Dice: basta che Diego torni a Napoli per rinfocolare discussioni ormai sopite? No, almeno non solo. Vicino ci devi mettere il quasi contemporaneo ritorno dalle nostre parti di Leo il Messia 2.0, quello che la Spagna è come Marte e l’Italia è come la Terra. Nove partite a casa nostra, tre gol (su rigore), neanche fosse un Bojan qualsiasi. È chiaro che assumerlo a legge sarebbe oltremodo semplicista, ma comunque c’è di che riflettere. Contro il Milan il piccolo Lionel non l’ha vista neanche col binocolo, e dire che lo marcava Zapata. Giusto per rincarare la dose, aggiungiamoci che non ha segnato neanche contro l’Udinese. L’Udinese. Ok che nove partite sono poche, e che comunque i numeri spagnoli la dicono lunghissima sull’indiscutibile talento di quello che resta l’attuale n.1 al mondo e sicuramente candidato ad entrare fra i big della storia. Ok anche che Maradona in Catalogna non ha fatto sfracelli, ma sicuramente parliamo di un altro Barcellona e soprattutto di un’altra Liga.

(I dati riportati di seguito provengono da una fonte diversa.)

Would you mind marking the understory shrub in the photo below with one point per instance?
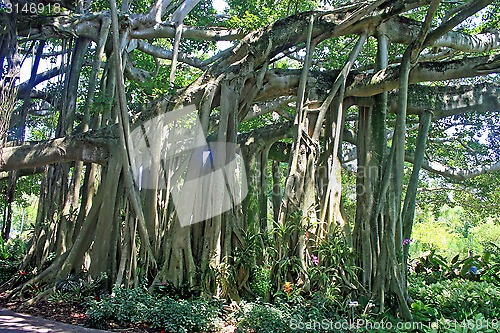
(291, 315)
(454, 299)
(137, 306)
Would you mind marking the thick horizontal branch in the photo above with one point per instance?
(91, 147)
(404, 30)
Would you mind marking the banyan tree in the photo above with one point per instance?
(306, 92)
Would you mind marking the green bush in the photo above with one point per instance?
(291, 315)
(137, 306)
(454, 299)
(263, 318)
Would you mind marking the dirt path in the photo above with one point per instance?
(21, 323)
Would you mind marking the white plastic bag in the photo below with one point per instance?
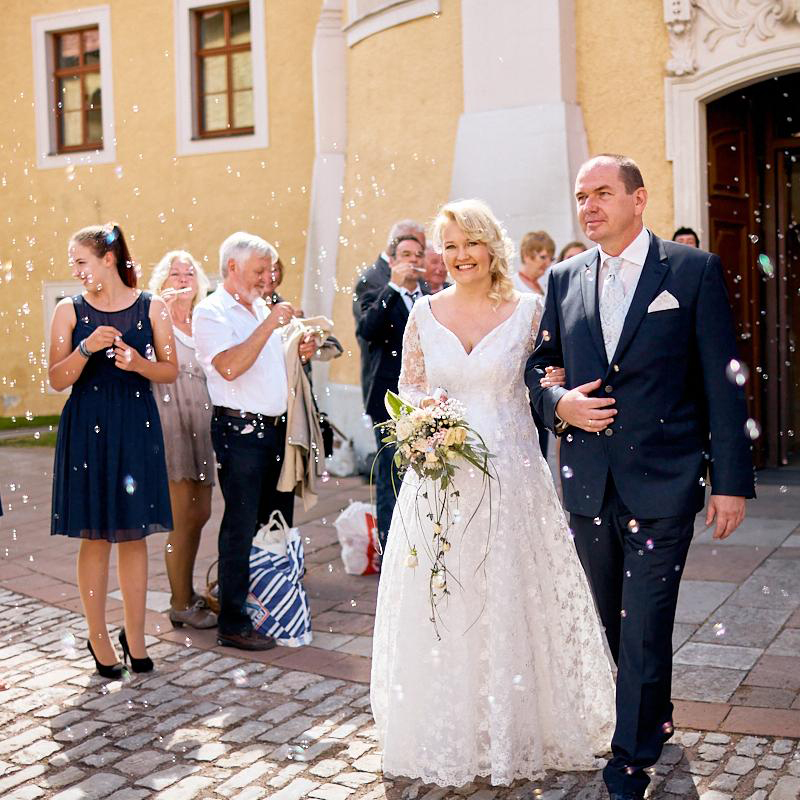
(358, 536)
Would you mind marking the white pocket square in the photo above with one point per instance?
(663, 302)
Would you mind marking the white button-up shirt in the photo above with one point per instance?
(220, 322)
(633, 258)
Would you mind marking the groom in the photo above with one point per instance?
(644, 330)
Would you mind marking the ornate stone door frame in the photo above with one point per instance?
(716, 47)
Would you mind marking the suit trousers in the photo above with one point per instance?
(387, 482)
(249, 459)
(634, 567)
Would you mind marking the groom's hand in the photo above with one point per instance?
(590, 414)
(729, 512)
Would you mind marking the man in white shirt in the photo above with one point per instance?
(238, 344)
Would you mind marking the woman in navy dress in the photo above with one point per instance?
(110, 481)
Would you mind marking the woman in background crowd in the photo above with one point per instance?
(569, 250)
(185, 410)
(686, 236)
(110, 480)
(536, 251)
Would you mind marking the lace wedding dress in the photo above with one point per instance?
(520, 681)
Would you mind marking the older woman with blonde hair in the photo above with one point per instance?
(499, 608)
(185, 411)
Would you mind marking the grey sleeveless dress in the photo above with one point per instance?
(185, 410)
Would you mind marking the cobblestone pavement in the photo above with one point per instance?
(294, 723)
(207, 726)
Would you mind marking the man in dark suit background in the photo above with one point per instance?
(375, 279)
(644, 330)
(384, 311)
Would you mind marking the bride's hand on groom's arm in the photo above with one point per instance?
(590, 414)
(729, 512)
(555, 376)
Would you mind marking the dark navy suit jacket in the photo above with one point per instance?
(381, 325)
(678, 418)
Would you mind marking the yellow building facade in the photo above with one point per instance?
(362, 112)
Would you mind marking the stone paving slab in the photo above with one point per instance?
(268, 732)
(737, 634)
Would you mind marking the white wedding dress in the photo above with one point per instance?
(520, 681)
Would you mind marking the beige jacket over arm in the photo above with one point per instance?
(304, 458)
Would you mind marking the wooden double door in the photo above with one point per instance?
(754, 225)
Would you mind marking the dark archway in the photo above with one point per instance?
(754, 225)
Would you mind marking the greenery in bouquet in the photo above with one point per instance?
(435, 441)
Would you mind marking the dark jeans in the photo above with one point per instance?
(544, 434)
(249, 460)
(386, 481)
(634, 567)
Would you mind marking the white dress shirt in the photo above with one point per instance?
(220, 322)
(633, 258)
(406, 294)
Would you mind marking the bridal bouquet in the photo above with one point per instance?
(435, 441)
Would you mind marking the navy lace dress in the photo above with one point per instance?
(110, 476)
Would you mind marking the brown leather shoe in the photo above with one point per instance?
(246, 641)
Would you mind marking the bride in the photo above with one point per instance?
(519, 682)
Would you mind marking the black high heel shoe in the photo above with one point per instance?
(112, 671)
(137, 664)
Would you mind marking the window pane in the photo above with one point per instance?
(215, 109)
(70, 93)
(243, 109)
(212, 29)
(69, 50)
(240, 25)
(91, 46)
(94, 125)
(71, 129)
(92, 89)
(242, 66)
(215, 74)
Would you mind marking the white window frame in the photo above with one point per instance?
(361, 24)
(188, 143)
(42, 29)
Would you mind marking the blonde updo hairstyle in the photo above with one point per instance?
(479, 224)
(161, 273)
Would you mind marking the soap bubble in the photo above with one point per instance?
(752, 429)
(737, 372)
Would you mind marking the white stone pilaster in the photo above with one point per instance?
(521, 137)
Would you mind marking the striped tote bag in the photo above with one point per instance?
(277, 604)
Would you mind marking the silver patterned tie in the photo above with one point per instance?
(612, 306)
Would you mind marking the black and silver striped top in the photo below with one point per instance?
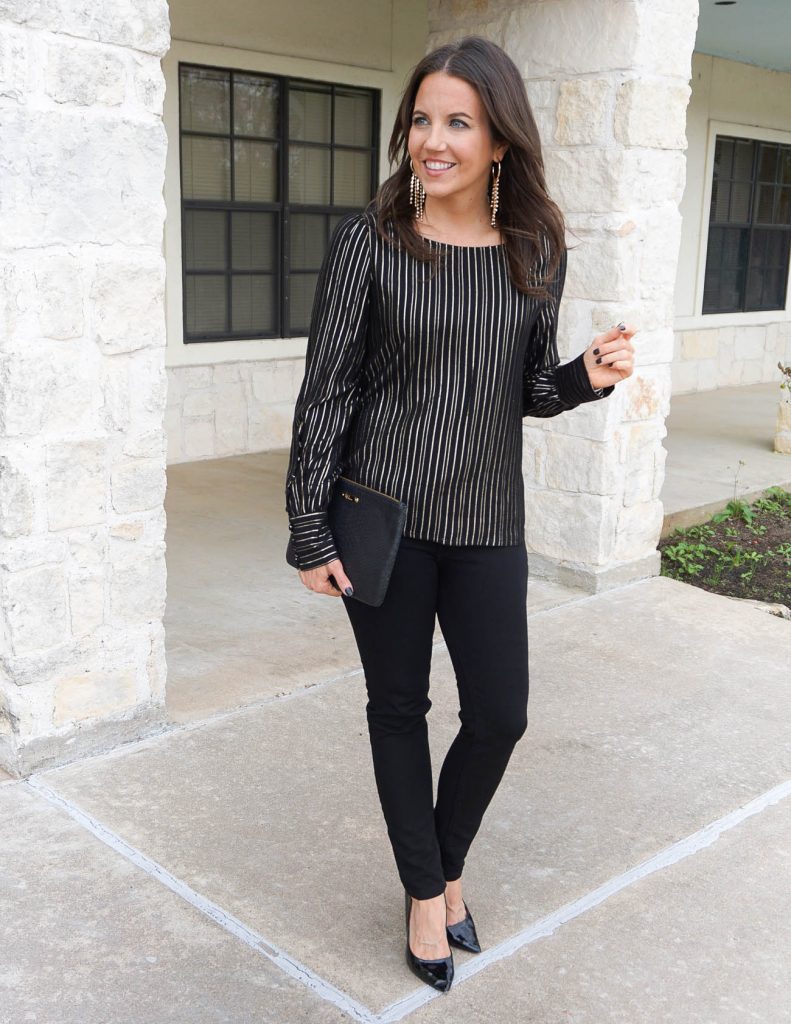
(415, 384)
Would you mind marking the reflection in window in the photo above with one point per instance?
(269, 165)
(747, 259)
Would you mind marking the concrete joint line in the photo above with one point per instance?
(289, 965)
(402, 1008)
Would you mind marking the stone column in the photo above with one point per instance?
(82, 377)
(609, 84)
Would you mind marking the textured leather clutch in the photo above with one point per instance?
(367, 526)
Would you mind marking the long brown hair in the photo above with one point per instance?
(526, 211)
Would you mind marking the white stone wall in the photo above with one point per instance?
(725, 356)
(227, 409)
(82, 377)
(609, 81)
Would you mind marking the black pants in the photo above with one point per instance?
(480, 595)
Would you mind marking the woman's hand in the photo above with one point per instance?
(610, 357)
(318, 579)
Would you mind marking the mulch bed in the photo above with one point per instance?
(744, 551)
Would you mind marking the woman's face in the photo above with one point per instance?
(450, 140)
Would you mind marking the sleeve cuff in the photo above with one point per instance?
(314, 544)
(574, 384)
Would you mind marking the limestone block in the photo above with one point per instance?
(72, 175)
(578, 464)
(570, 527)
(750, 342)
(199, 438)
(86, 601)
(127, 304)
(651, 177)
(667, 37)
(199, 403)
(140, 25)
(583, 111)
(783, 428)
(571, 38)
(16, 500)
(586, 180)
(231, 418)
(638, 530)
(708, 375)
(541, 92)
(93, 694)
(195, 377)
(14, 64)
(84, 75)
(137, 588)
(27, 552)
(149, 82)
(652, 113)
(76, 483)
(700, 344)
(36, 608)
(88, 547)
(227, 373)
(600, 269)
(137, 485)
(659, 237)
(647, 393)
(653, 347)
(21, 395)
(175, 444)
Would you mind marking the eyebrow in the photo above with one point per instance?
(458, 114)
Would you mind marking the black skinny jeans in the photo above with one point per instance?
(480, 595)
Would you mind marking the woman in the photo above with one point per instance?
(432, 334)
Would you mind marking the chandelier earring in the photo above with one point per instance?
(416, 193)
(495, 198)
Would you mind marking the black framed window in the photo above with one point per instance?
(747, 260)
(269, 165)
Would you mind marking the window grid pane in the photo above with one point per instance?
(233, 257)
(749, 226)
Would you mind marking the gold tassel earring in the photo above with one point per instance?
(495, 200)
(416, 193)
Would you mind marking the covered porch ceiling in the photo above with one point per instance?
(756, 32)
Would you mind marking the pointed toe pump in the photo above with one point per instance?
(439, 973)
(463, 934)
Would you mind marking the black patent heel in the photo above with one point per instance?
(439, 973)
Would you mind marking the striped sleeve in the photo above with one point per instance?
(327, 398)
(548, 386)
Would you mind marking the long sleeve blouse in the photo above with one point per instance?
(415, 384)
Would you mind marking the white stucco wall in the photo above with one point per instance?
(714, 350)
(230, 397)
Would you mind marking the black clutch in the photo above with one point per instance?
(367, 526)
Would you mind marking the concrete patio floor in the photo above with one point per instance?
(632, 867)
(708, 433)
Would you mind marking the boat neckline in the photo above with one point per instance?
(454, 245)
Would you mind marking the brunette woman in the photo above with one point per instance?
(433, 333)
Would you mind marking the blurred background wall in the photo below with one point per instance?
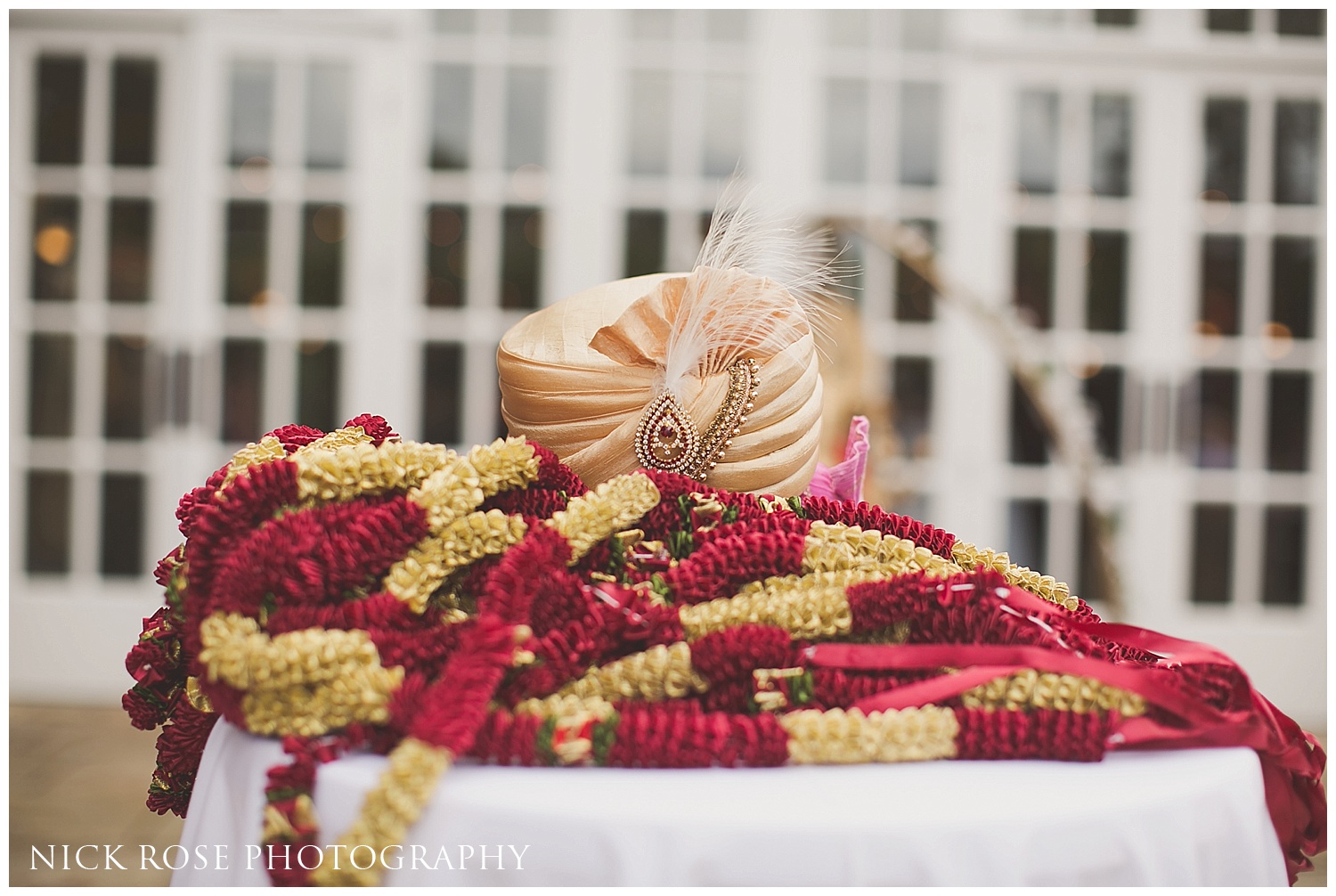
(222, 222)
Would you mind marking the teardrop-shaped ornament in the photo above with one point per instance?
(665, 438)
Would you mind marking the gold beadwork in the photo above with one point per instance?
(662, 672)
(612, 506)
(365, 468)
(809, 607)
(387, 810)
(197, 697)
(336, 440)
(432, 559)
(298, 682)
(668, 440)
(833, 546)
(1031, 689)
(1050, 589)
(892, 736)
(267, 449)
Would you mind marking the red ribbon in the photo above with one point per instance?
(1292, 762)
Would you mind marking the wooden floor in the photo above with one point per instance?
(80, 776)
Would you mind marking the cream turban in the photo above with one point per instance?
(579, 376)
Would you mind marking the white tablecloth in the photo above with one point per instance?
(1183, 818)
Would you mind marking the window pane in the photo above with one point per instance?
(651, 24)
(529, 21)
(243, 387)
(1028, 533)
(521, 258)
(847, 27)
(1029, 444)
(1104, 395)
(326, 115)
(1218, 400)
(1234, 20)
(322, 254)
(130, 226)
(526, 118)
(913, 294)
(318, 385)
(911, 405)
(48, 521)
(1284, 556)
(726, 122)
(1039, 144)
(1111, 135)
(123, 398)
(1034, 275)
(51, 384)
(61, 90)
(1221, 285)
(443, 393)
(1306, 23)
(134, 110)
(1212, 553)
(846, 130)
(1106, 281)
(446, 256)
(122, 524)
(921, 29)
(181, 392)
(919, 133)
(1226, 151)
(1292, 261)
(55, 248)
(651, 122)
(1287, 419)
(457, 21)
(1116, 18)
(452, 117)
(1296, 151)
(248, 253)
(1090, 583)
(646, 232)
(726, 26)
(253, 111)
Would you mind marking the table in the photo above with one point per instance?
(1177, 818)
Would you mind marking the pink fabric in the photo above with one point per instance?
(844, 479)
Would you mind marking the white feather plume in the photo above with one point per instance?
(719, 322)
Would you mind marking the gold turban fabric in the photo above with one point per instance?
(579, 376)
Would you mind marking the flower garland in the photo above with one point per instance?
(352, 591)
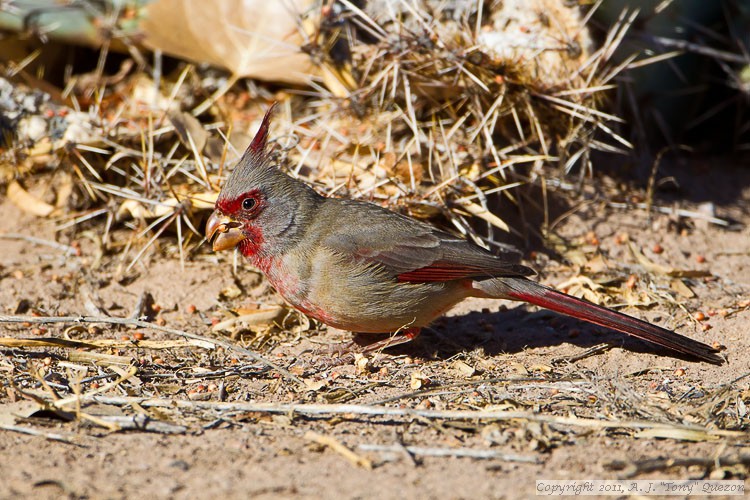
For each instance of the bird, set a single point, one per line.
(358, 266)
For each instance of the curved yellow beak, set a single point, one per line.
(223, 231)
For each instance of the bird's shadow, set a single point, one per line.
(515, 330)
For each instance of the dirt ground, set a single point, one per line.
(485, 354)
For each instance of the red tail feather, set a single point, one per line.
(581, 309)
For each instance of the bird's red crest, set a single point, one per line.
(258, 146)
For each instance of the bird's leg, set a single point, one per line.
(398, 338)
(346, 352)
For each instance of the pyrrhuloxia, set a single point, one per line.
(357, 266)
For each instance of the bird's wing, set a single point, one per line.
(417, 252)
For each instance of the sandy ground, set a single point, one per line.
(250, 454)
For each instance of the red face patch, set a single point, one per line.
(243, 206)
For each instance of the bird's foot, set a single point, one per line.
(345, 353)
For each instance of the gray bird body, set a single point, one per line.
(357, 266)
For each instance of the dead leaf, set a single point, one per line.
(27, 202)
(252, 38)
(486, 215)
(189, 130)
(464, 369)
(695, 435)
(681, 288)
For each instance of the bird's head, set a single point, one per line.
(260, 209)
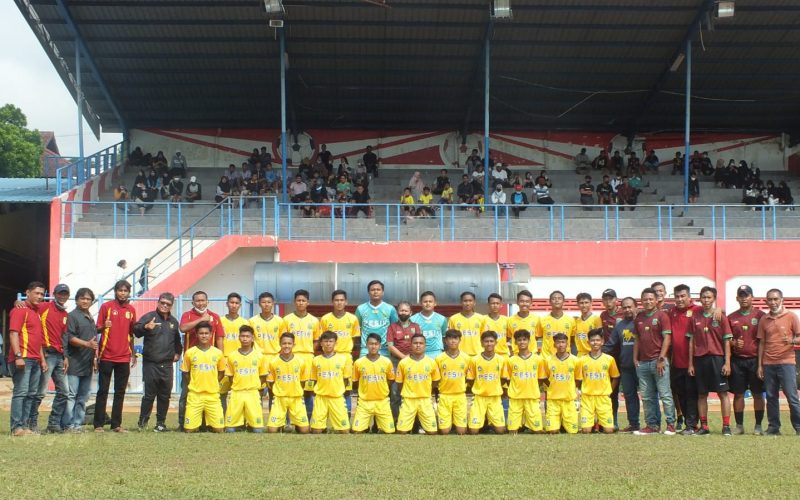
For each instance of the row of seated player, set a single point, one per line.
(689, 350)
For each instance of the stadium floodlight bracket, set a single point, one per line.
(725, 9)
(501, 10)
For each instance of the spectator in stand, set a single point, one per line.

E’ troppo facile così, è come fare il karaoke con l’orchestra sinfonica mentre l’altro componeva rapsodie con pentole e bicchieri. E probabilmente aspettare la controprova di un Messi nel nostro campionato sarebbe utopia pura, perché il ragazzo non è stupido e preferisce restare il principe fra gli insetti piuttosto che cimentarsi come re fra gli uomini. Di questo passo, più che al D10S, Messi sarà comparabile a Pelè. Uno che ha fatto cose da alieno sul suo pianeta, un pianeta che però rispetto al resto della galassia è solo un puntino insignificante. Non regge neanche la tesi della Champions, più volte dominata da Leo e dal suo Barcellona: anche in quel caso parliamo di avversari che al cospetto del Dream Team sono piccoli così. Del Dream Team, non di Messi.
Per non parlare del lato artistico della cosa. Se Maradona viene accolto ancora come una divinità nella città che l’ha visto salire in cima alla piramide del calcio non è solo per i gol, per le magie o per i trionfi. Conta molto di più ciò che ha rappresentato per il mondo del pallone. Rivoluzionario nei gesti e nelle gesta, Maradona ha inventato tutto ciò che il calcio ancora non conosceva. Ha fatto e disfatto, ha incensato e demolito, ha arringato folle e zittito avversari. Messi a confronto è il bambino che ripete a memoria la filastrocca di Natale. Provate a portarlo a Barcellona a 52 anni e vedrete. La differenza è tutta lì.